The first (and most important) lesson I learned about publishing a book is – “the buck stops here.”
I’ve been helping authors write books and then guiding them through the often thorny jungle of publishing and self-publishing, since 2001. The first and most important lesson I’ve learned throughout all my author publishing adventures is – the buck stops with you as the author. This is true whether you elect to traditionally or independently publish your book.
No matter how many people you hire (or for traditionally published authors, are assigned) to help you write, publish, and market your book, no matter how expert and skilled they are, how awesome they are, how much you love and believe in them, or how much you invest in their services – it is your name on that book cover.
When that “final final final” tenth round proof come across your desk, the one you’re tempted to ignore or delegate, assuming your editor or proofreader surely “must” have caught everything by now – check it again. You’re being given the opportunity to review your book again for a reason. The people producing your book want to make absolutely certain that you approve of what’s inside – the words, margins, chapter headings, images (make sure you own them by the way), front and back cover – everything. They want your sign-off as the final and most important authority on your book. “Assuming” does no one any favors.
This first lesson I learned about publishing a book also applies to everything associated with your author brand – your website, social media and anywhere else your name appears. The buck stops with you. It’s your name and reputation at stake, along with other unforeseen consequences of turning a blind eye and “assuming” everything will work out.
For example, years ago when I was in a poorly managed “scale – leverage – team payroll – 3 a.m. panic attack” period of my business, one of the things I turned a blind eye to, was the images being utilized in the blog posts on my website. As it turns out, many of the images on my blog were owned by Getty Images. This is before the now (mostly) common knowledge that grabbing images from Google and using them on your blog is akin to intellectual property theft, an act that entities like Getty Images (and their lawyers) don’t take kindly to. This was not my team member’s fault, but all mine because again, the buck stops here.

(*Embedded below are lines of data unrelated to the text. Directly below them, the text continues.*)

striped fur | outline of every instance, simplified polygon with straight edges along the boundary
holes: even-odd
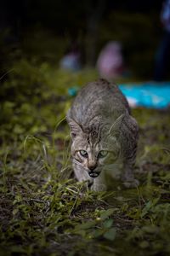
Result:
[[[138,185],[133,171],[138,124],[116,84],[104,79],[87,84],[76,96],[66,119],[77,180],[87,180],[97,191],[108,189],[108,177],[120,178],[128,187]]]

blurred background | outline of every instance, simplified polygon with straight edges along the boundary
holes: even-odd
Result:
[[[121,61],[113,64],[119,69],[116,73],[153,79],[156,53],[163,34],[162,3],[3,0],[1,75],[8,72],[12,61],[21,58],[72,70],[96,67],[100,65],[97,61],[101,50],[109,42],[116,42],[121,48],[118,56],[115,53],[116,61]]]

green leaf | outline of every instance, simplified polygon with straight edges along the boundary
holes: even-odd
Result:
[[[106,211],[104,211],[100,215],[101,219],[105,220],[105,219],[108,218],[110,215],[113,214],[114,212],[115,212],[114,208],[110,208]]]
[[[105,229],[110,229],[112,226],[112,224],[113,224],[113,219],[112,218],[106,219],[104,222],[104,227]]]
[[[107,240],[113,241],[116,238],[116,229],[112,228],[104,234],[104,237],[106,238]]]

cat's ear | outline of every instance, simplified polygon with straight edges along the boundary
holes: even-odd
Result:
[[[82,131],[81,126],[75,120],[69,119],[68,124],[71,128],[71,137],[72,139]]]
[[[122,113],[122,115],[120,115],[116,121],[113,123],[113,125],[110,126],[110,128],[109,129],[109,135],[110,136],[116,136],[119,134],[122,124],[123,122],[123,119],[126,116],[126,113]]]

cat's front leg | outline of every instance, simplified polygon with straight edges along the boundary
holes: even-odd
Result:
[[[136,188],[139,185],[139,180],[134,178],[133,166],[128,164],[124,165],[122,180],[126,188]]]
[[[91,190],[99,192],[99,191],[106,191],[107,185],[105,181],[105,177],[104,172],[101,172],[99,176],[94,178],[94,183],[91,185]]]
[[[87,181],[88,188],[91,188],[94,183],[94,178],[90,177],[88,172],[80,165],[73,163],[73,170],[76,178],[79,182]]]

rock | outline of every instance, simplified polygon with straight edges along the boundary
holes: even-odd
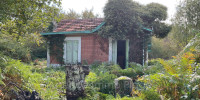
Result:
[[[66,66],[66,96],[67,100],[76,100],[84,95],[85,76],[89,74],[89,66]]]
[[[115,93],[123,96],[131,96],[133,90],[133,81],[131,78],[121,76],[115,79]]]

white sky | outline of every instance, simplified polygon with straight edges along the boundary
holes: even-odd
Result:
[[[65,12],[69,9],[81,13],[85,9],[92,9],[95,14],[99,14],[103,17],[103,7],[108,0],[62,0],[62,8]],[[168,21],[174,16],[176,12],[176,6],[180,0],[133,0],[140,4],[148,4],[151,2],[156,2],[165,5],[168,8]]]

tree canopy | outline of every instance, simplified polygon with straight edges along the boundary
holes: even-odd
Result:
[[[144,27],[153,27],[154,35],[163,38],[171,30],[162,22],[167,18],[167,8],[158,3],[145,6],[132,0],[109,0],[104,16],[106,25],[99,32],[103,37],[123,39],[142,33]]]
[[[200,32],[199,5],[199,0],[183,0],[177,7],[172,33],[180,47],[187,45],[190,39]]]

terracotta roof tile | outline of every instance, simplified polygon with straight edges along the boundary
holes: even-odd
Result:
[[[103,18],[62,20],[53,32],[86,31],[95,29]]]

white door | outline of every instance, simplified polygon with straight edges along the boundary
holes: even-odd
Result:
[[[81,40],[76,37],[67,37],[64,45],[65,64],[81,62]]]

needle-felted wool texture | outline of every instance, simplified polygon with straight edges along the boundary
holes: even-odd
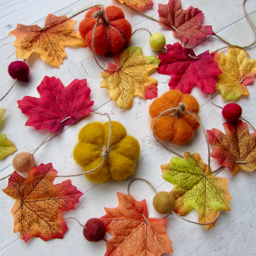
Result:
[[[149,111],[152,118],[151,127],[153,129],[153,126],[156,137],[179,145],[192,140],[200,124],[192,115],[183,111],[184,106],[185,110],[199,120],[198,103],[190,94],[183,94],[178,90],[170,90],[153,102]],[[174,108],[177,109],[163,113]]]
[[[79,25],[79,32],[91,50],[103,55],[127,47],[132,36],[132,26],[120,8],[111,6],[102,9],[99,6],[86,14]]]
[[[74,149],[75,160],[86,172],[100,165],[85,174],[92,181],[122,181],[135,171],[140,154],[139,143],[133,137],[127,135],[125,128],[121,123],[114,121],[111,123],[108,148],[109,122],[103,124],[98,122],[90,123],[82,128],[78,135],[79,142]]]

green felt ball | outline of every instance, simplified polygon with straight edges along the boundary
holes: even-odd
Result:
[[[165,45],[165,37],[161,33],[153,34],[149,39],[149,44],[153,51],[161,51]]]
[[[175,200],[172,195],[166,191],[158,192],[153,200],[153,205],[156,211],[162,214],[167,214],[173,209]]]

Fortunately I learned the lesson with a slap on the hand (a cease and desist letter) versus a costly fine, as is the fate of many other small business owners guilty of the same misdeed.
Moral of My Story: There is a balance between micromanaging and delegating blindly. Not knowing the difference can be costly to your wallet and your reputation.
As an author, by all means, enlist the help of others, especially where you lack the expertise or time to do a task well. There are many things in the book writing, publishing, and marketing process that can and should be delegated. Delegate – don’t abandon. Because the readers noticing the wonky margins and typos don’t know nor care that you were “too busy” that week to review that final proof.
Don’t delegate your reputation. The buck – and book – stop with you as the author.